Vale o atraso, pois ao chegar, todos se alegram, ainda que o desespero ronde o ambiente. O Amado estava lá segurando a audiência com o que dava… comerciais, anúncios de contratantes, a vinheta inesquecível. Mas tudo dava certo. Valia o atraso, afinal de contas. Aliás, minutos não faziam diferença pelo tamanho daquele jornal. Duração que poucos sustentariam como ele sustentava, faltando ou não assunto.

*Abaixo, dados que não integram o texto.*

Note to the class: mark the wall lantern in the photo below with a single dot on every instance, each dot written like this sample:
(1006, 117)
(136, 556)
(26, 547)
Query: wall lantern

O tempo é uma coisa que não sei se ele percebeu da forma que olho agora. Mas acredito que sim, ele tinha um olhar manso, alegre, mas que não escapava nada. Ele viu muita gente passando ali e em outros lugares, que aprenderam e sorriam com ele. Era impossível não sorrir ao seu lado. Ele não tinha pretensão nenhuma, era daquelas pessoas que não sabemos se têm a dimensão de sua imensidão, mesmo quando alertadas.
Ele resolvia tudo com um telefonema. Suas demandas eram solicitadas carinhosamente com um papel rasgado de uma folha e rabiscado. Isso depois de muita conversa, sem ir direto ao ponto. Ele não ia direto ao ponto, pois sabia que o meio do caminho, a prosa, era o que fazia dar certo. Mal seguia uma pauta de entrevista. Na maioria das vezes perguntava o que sentia, e o que sentia era aquilo que queríamos saber e não tínhamos ideia.
No fim, não é fim, pois memórias não morrem, muito menos trajetórias. Mas no meu último momento próximo a ele, ouvimos de seu filho que ele está em cada um de nós. Do povo são-joanense, da família, dos amigos, dos ouvintes de todos os cantos, daqueles que tiveram o prazer de conhecê-lo, da Rádio São João del-Rei. Um comunicador nato, que era referência na faculdade. Faculdade em que ele nunca deu aula, mas que ensinou tanto quanto os professores. Pois o que Geraldinho ensinava era a ouvir, conversar, sorrir, ser amigo…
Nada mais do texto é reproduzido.